Nicht nur die Kugeln töteten ihn
Ein trauriges Kapitel der deutschen Geschichte jährt sich: Am 11. April 1968 verletzte mit drei Schüssen Josef Bachmann – ein aufgehetzter und verblendeter junger Mann – vor dem Büro des Sozialistischen Deutschen Studentenbundes (SDS) am Kurfürstendamm in Berlin Rudi Dutschke (Foto), der die linke Oppositionsbewegung anführte. Bachmann tötete seinen „Feind“ sozusagen in Raten: Der von seinen Anhängern umjubelte, von Gegnern verhasste Soziologe überlebte, kämpfte sich ins Leben zurück, erlag aber 1979 doch den Spätfolgenden des Attentats.
Was Machtmissbrauch bewirken kann
Was sich am 11. April 1968 ereignete, ist ein klassisches Beispiel dafür, was Machtmissbrauch bewirken kann. Ich war damals 15 Jahre alt, Schüler in Gießen und kann mich noch gut daran erinnern, wie damals auch in unserer Universitätsstadt an der Lahn (auf dem Seltersweg und anderswo) viele Bürger – junge und ältere – mit der „Bild“-Zeitung in der Hand wild in der Luft herumfuchtelten, wenn das Thema auf diese „langhaarigen Studenten“ kam, die die Deutschen in ihrer muffigen Wohlstandsbehaglichkeit mit Themen wie „Vietnamkrieg“, „Schah-Regime“ und „Diskriminierung von Schwarzen in den USA“ störten und zudem bewiesen, dass viele ehemalige Nationalsozialisten sich in entscheidenden Stellen in der Bundesrepublik eingenistet hatten.
Die Springer-Presse (und nicht nur die) wütete gegen die Protestierenden. Hinzu kam, dass es Politiker wie Franz Josef Strauß gab, die pausenlos vornehmlich die Apo (Außerparlamentarische Opposition) auf dem niedrigsten Niveau attackierten und dafür von zahlreichen fanatisierten Sympathisanten frenetischen Applaus erhielten. So entstand durch das verbale Zündeln verschiedener Medien sowie Politikerinnen und Politikern (nicht nur aus dem rechten Lager) eine hochexplosive Mischung, die im Kopf des Attentäters Josef Bachmann ein fatales Feuer entfachte und ihn schließlich zu den Schüssen auf Rudi Dutschke trieb. Bachmann war eifriger Leser unter anderem der Deutschen National-Zeitung, die ihre Leser aufgefordert hatte, Dutschke „zu stoppen“. Wie gesagt: Es waren nicht nur die Springer-Zeitungen, die gegen die „ungewaschenen Studenten“ agierten. Die Macht der Presse hatte in der Tat dazu beigetragen, dass ein Mensch sterben musste.

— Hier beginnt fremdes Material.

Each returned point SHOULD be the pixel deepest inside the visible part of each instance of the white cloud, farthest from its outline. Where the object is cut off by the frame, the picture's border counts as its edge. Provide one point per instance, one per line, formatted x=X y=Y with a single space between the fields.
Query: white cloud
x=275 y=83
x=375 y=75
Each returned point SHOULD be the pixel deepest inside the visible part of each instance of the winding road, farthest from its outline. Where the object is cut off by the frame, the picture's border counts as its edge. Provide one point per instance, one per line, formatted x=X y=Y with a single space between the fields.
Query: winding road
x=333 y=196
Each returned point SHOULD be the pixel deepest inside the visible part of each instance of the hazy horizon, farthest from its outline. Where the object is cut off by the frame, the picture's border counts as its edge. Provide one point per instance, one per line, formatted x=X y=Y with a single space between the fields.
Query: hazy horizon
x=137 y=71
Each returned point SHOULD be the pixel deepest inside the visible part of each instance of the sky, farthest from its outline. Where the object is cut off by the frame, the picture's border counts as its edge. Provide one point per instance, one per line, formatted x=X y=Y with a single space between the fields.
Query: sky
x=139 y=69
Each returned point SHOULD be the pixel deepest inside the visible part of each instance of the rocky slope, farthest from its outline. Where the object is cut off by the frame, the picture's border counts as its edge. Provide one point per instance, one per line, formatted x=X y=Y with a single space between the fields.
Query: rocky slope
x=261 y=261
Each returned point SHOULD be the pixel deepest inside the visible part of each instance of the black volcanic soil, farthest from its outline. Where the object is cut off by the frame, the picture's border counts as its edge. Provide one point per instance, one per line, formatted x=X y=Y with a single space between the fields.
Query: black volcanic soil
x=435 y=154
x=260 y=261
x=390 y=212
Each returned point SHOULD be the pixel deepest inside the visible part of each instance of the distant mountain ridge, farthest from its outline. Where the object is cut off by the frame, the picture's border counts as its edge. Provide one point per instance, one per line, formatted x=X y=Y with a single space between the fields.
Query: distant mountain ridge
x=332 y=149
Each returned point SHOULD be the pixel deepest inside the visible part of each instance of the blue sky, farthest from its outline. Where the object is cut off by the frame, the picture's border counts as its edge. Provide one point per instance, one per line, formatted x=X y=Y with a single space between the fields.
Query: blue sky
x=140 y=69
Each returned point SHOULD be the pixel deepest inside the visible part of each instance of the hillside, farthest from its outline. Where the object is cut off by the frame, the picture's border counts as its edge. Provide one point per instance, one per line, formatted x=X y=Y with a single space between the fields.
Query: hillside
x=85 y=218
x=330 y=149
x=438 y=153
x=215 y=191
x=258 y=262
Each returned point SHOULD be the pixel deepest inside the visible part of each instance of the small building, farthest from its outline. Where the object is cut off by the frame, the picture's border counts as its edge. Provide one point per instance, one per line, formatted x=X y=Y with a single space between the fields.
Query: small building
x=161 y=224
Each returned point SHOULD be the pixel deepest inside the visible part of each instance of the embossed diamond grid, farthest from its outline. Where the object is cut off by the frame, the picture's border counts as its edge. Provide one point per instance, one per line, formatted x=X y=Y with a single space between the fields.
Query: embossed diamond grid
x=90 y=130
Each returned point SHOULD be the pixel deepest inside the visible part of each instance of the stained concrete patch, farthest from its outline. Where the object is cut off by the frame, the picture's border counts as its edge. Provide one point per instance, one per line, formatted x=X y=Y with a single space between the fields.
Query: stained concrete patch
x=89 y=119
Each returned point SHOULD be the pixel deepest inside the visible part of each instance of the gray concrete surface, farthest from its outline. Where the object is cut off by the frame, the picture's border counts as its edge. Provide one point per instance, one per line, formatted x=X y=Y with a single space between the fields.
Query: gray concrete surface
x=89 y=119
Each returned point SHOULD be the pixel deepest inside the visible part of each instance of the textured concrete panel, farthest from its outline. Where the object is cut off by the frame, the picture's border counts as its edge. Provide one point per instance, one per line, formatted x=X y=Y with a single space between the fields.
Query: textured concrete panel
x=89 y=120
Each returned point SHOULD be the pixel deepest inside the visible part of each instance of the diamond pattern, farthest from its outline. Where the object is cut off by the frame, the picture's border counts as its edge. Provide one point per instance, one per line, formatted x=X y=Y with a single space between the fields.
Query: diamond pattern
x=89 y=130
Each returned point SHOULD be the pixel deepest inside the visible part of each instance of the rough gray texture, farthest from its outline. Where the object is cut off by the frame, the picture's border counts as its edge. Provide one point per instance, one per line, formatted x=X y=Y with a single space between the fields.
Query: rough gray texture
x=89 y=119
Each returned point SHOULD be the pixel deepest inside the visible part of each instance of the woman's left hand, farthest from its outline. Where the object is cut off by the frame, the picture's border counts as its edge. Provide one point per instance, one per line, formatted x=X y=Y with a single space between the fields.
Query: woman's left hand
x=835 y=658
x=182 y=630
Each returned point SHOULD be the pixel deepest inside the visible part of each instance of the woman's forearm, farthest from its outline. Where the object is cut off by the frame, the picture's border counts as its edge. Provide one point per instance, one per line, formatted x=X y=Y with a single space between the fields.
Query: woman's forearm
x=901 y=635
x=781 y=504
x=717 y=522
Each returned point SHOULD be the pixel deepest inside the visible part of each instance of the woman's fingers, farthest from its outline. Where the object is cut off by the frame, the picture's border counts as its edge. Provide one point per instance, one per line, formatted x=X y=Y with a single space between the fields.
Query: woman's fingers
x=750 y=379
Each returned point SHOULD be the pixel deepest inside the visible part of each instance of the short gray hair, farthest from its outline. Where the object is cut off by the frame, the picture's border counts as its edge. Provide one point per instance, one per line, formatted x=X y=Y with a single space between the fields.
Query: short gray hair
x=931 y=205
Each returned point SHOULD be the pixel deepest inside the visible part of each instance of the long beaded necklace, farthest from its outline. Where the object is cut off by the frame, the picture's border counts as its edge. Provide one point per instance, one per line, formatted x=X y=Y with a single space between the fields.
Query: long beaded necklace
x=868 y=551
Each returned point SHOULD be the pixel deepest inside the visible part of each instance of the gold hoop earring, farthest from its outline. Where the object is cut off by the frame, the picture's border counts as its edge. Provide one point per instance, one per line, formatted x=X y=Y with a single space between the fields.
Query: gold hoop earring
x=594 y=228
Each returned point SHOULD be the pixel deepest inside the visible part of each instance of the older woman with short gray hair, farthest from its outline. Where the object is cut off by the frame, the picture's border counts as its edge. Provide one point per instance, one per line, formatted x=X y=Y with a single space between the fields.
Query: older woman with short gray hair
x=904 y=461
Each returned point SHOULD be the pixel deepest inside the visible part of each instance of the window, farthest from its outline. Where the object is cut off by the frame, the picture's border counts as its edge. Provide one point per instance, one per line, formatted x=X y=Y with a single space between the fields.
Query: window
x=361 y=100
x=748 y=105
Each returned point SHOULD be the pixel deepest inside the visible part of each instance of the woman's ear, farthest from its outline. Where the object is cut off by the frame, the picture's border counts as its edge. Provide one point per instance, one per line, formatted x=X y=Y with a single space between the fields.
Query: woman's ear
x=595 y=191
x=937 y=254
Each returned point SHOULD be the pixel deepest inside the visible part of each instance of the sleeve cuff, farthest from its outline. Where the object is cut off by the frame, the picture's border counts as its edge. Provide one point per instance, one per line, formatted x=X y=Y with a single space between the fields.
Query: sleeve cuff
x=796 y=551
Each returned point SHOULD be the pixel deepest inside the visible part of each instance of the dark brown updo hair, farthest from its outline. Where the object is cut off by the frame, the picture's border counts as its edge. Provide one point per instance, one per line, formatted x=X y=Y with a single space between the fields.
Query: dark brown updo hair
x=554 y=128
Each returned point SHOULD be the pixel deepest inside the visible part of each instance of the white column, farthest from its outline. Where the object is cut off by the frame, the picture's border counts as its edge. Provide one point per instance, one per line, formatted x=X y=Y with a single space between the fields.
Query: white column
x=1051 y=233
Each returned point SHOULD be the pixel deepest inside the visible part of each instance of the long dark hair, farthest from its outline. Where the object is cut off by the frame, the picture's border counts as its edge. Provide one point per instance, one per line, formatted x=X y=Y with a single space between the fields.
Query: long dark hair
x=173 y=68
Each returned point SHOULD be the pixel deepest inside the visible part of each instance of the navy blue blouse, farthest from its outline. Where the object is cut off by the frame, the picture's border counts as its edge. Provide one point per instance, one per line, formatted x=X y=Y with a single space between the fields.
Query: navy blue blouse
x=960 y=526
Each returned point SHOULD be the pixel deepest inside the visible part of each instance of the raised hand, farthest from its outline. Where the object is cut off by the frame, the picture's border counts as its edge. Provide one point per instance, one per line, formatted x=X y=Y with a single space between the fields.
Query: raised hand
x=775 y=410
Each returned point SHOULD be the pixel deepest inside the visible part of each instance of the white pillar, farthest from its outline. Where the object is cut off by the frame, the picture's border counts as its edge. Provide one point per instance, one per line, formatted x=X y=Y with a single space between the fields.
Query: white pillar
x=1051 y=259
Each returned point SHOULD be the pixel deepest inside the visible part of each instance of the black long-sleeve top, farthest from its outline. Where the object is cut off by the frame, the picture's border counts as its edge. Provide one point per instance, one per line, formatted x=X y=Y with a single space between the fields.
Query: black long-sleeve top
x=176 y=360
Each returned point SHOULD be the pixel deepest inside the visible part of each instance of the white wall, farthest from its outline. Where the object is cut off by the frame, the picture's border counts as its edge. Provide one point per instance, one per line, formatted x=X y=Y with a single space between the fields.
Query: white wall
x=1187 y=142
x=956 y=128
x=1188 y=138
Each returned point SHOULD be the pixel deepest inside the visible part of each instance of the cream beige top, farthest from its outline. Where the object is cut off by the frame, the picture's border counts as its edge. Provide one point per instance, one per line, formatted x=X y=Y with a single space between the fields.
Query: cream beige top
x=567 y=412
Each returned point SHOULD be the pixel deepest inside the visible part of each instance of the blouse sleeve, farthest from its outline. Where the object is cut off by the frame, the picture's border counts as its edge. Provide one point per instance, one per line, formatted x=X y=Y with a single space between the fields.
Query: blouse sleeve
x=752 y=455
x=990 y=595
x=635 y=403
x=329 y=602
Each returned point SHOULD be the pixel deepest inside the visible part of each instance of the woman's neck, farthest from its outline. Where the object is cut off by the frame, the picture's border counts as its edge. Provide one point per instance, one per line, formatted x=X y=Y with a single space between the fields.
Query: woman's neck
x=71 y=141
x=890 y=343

Der 11. April wiederholt sich immer wieder
Hat man daraus gelernt? Sind die Medien heute von solchem Machtmissbrauch frei? Leider nicht überall, wie man weiß. Schlimm, dass sich beispielsweise in Ländern, in denen auf den Menschenrechten herumgetrampelt wird, sehr schnell karrieregeile Typen in bedeutende Machtpositionen hangeln, die im Fahrwasser der Unterdrücker schwimmen: Journalisten, Juristen, Politiker, die Proteste im Keim ersticken und Andersdenkende wegsperren und zur Tötung von Oppositionellen beitragen. Der 11. April 1968 im damaligen West-Berlin wiederholt sich international also immer wieder. Glücklicherweise gibt es genügend Menschen, die sich ihre Zivilcourage bewahrt haben und denen, die ihre Macht missbrauchen, nicht nachlaufen. Das macht Hoffnung, wenn man auf den Tag zurückblickt, als die Saat von Propagandablättern bewirkte, dass auf Rudi Dutschke geschossen wurde.